Linux-Doc Archive on
 help / color / Atom feed
From: Andrea Arcangeli <>
To: Kees Cook <>
Cc: "Michael S. Tsirkin" <>,
	Daniel Colascione <>,
	Jonathan Corbet <>,
	Alexander Viro <>,
	Luis Chamberlain <>,
	Iurii Zaikin <>,
	Mauro Carvalho Chehab <>,
	Andrew Morton <>,
	Andy Shevchenko <>,
	Vlastimil Babka <>,
	Mel Gorman <>,
	Sebastian Andrzej Siewior <>,
	Peter Xu <>, Mike Rapoport <>,
	Jerome Glisse <>, Shaohua Li <>,,,,,,,
Subject: Re: [PATCH 2/2] Add a new sysctl knob: unprivileged_userfaultfd_user_mode_only
Date: Wed, 20 May 2020 15:48:04 -0400
Message-ID: <> (raw)
In-Reply-To: <202005200921.2BD5A0ADD@keescook>

Hello Kees,

On Wed, May 20, 2020 at 11:03:39AM -0700, Kees Cook wrote:
> Err, did I miss a separate 6-patch series? I can't find anything on lore.

Daniel included the link of the previous series I referred to is the
cover letter 0/2:

> > If you keep only 1/2, can't seccomp-bpf enforce userfaultfd to be
> > always called with flags==0x1 without requiring extra modifications in
> > the kernel?
> Please no. This is way too much overhead for something that a system
> owner wants to enforce globally. A sysctl is the correct option here,
> IMO. If it needs to be a per-userns sysctl, that would be fine too.

The question is who could be this system owner who prefers "2" to "0"?

per-ns I don't see the point either when all containers already run
with default policies enforcing the same behavior as if the sysctl is
set to "0".

Why exactly is it preferable to enlarge the surface of attack of the
kernel and take the risk there is a real bug in userfaultfd code (not
just a facilitation of exploiting some other kernel bug) that leads to
a privilege escalation, when you still break 99% of userfaultfd users,
if you set with option "2"?

Is the system owner really going to purely run on his systems CRIU
postcopy live migration (which already runs with CAP_SYS_PTRACE) and
nothing else that could break?

Option "2" to me looks with a single possible user, and incidentally
this single user can already enforce model "2" by only tweaking its
seccomp-bpf filters without applying 2/2. It'd be a bug if android
apps runs unprotected by seccomp regardless of 2/2.

System owners I think would be better of to stick to "0" or "1" a far
as I can tell, "2" looks a bad tradeoff as system value, with nearly
all cons of "0", but less secure than "0".
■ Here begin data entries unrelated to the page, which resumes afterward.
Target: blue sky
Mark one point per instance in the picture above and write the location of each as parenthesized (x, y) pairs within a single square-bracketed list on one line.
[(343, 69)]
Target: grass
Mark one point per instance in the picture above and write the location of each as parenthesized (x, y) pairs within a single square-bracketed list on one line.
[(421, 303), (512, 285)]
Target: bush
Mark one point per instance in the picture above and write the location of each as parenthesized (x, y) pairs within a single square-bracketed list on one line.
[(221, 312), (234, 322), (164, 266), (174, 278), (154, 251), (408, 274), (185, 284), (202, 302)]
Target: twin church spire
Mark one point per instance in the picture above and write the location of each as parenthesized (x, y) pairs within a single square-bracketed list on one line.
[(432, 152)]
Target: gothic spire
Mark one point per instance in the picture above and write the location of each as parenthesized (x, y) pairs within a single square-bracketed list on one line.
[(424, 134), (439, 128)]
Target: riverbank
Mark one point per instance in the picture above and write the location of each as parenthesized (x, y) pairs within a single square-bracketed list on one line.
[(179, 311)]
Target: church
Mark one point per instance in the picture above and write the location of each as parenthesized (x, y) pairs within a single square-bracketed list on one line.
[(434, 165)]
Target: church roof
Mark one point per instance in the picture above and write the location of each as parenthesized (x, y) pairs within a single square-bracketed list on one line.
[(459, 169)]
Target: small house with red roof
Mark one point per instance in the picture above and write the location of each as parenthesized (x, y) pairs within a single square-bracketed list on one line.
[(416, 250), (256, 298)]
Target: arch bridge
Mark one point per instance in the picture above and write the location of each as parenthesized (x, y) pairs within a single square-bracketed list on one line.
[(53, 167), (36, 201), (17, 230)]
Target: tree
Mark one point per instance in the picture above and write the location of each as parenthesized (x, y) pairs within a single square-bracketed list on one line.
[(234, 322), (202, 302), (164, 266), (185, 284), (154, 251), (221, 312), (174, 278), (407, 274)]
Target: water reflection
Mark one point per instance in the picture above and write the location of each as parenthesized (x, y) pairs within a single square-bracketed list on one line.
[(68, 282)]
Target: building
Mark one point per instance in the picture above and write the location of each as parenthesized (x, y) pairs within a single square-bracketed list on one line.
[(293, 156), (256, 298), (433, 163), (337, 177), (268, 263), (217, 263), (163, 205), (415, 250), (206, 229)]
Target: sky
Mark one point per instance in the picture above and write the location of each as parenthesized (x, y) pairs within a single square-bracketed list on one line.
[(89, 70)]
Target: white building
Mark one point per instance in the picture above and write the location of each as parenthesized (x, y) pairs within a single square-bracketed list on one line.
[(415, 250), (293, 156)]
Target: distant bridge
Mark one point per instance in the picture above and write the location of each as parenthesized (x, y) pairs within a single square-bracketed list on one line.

> I'd agree that patch 1 should land, as it appears to be required for any

Agreed about merging 1/2.

> further policy considerations. I'm still a big fan of a sysctl since
> this is the kind of thing I would absolutely turn on globally for all my
> systems.

The sysctl /proc/sys/kernel/unprivileged_bpf_disabled is already there
upstream and you should have already set it to "0" in all your systems
if you can cope with some app features not working.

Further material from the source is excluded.